Indeed the reality is most of us who are adults today could witness seas
that are 3-6 feet higher by 2050.
Without such honest, responsible, and continuing news reporting Americans,
most of whom prefer to get their news homogenized, filtered, sterilized and
censored by the likes of Fox News and CNN, or curated and buried by
“serious” papers like the New York Times or Washington Post, will just
continue doing what they’ve been doing: voting — if they vote — on the basis
of diversionary issues like abortion, gay and lesbian rights, terror
“threats,” and the latest gaffes by candidates for high political office,
all the while running their air-cons set to 60 degrees in summer and their
furnaces set to 70 in winter, mindlessly opposing regulations to reduce or
eliminate coal and oil as fuels, stockpiling wasteful incandescent
lightbulbs and that damned Roundup herbicide, and in the process sending us
all — including much of innocent creation — marching to extinction.

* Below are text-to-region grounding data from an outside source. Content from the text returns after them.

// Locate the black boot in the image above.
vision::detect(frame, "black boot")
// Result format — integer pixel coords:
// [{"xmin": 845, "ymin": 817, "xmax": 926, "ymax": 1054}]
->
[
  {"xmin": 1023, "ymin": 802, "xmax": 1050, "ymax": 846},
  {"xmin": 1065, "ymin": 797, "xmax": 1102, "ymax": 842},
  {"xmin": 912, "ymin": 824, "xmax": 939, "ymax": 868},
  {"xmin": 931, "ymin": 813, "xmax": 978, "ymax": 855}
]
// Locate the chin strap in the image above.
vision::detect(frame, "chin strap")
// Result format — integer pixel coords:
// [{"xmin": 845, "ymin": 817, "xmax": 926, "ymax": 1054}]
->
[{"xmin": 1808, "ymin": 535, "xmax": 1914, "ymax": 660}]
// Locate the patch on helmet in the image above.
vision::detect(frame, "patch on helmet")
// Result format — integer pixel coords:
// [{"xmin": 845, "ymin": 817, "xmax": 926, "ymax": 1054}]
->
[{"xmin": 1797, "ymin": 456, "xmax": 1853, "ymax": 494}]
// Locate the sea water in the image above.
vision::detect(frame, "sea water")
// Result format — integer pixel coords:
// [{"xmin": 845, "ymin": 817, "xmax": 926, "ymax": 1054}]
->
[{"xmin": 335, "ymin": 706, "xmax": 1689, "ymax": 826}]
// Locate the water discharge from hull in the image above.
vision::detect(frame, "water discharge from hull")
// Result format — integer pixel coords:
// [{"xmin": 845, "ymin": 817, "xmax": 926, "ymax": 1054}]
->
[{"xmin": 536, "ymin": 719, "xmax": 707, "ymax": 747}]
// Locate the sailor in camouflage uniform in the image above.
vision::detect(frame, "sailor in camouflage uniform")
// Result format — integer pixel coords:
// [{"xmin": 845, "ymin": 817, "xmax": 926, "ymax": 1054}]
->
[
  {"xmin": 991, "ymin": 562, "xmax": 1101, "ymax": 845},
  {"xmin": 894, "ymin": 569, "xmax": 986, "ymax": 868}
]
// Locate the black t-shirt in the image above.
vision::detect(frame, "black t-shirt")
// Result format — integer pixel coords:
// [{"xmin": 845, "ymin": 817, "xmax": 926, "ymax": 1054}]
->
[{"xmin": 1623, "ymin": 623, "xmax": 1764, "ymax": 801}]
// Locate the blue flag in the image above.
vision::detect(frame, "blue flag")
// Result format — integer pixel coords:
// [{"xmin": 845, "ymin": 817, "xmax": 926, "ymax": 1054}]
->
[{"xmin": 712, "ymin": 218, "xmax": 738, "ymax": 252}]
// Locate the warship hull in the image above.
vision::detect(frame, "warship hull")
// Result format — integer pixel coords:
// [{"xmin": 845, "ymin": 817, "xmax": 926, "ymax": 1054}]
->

What about the kids and the grandkids, you might well ask. Well, on the
evidence, people these days don’t seem to give a rat’s ass about their
progeny.
In fact, as I think of it, that is one of the things that happen in stressed
environments in the natural world. Birds and mammals faced with a loss of
habitat and stressed with the day-to-day and minute-to-minute challenge of
surviving are known to often abandon their young, or to stop reproducing.
Maybe that is the stage many of us are in now without realizing it. As the
mad globalization of the economy and the funneling of all wealth to the
tiniest segment of the ultra-rich carries on apace, perhaps the rest of us,
struggling just to make the monthly payments for shelter and food, are
losing that primal urge so critical to species survival: a drive to raise
and protect our young.
If so, and if the rest of the world acts similarly to us Americans, the
story of mankind is probably already over.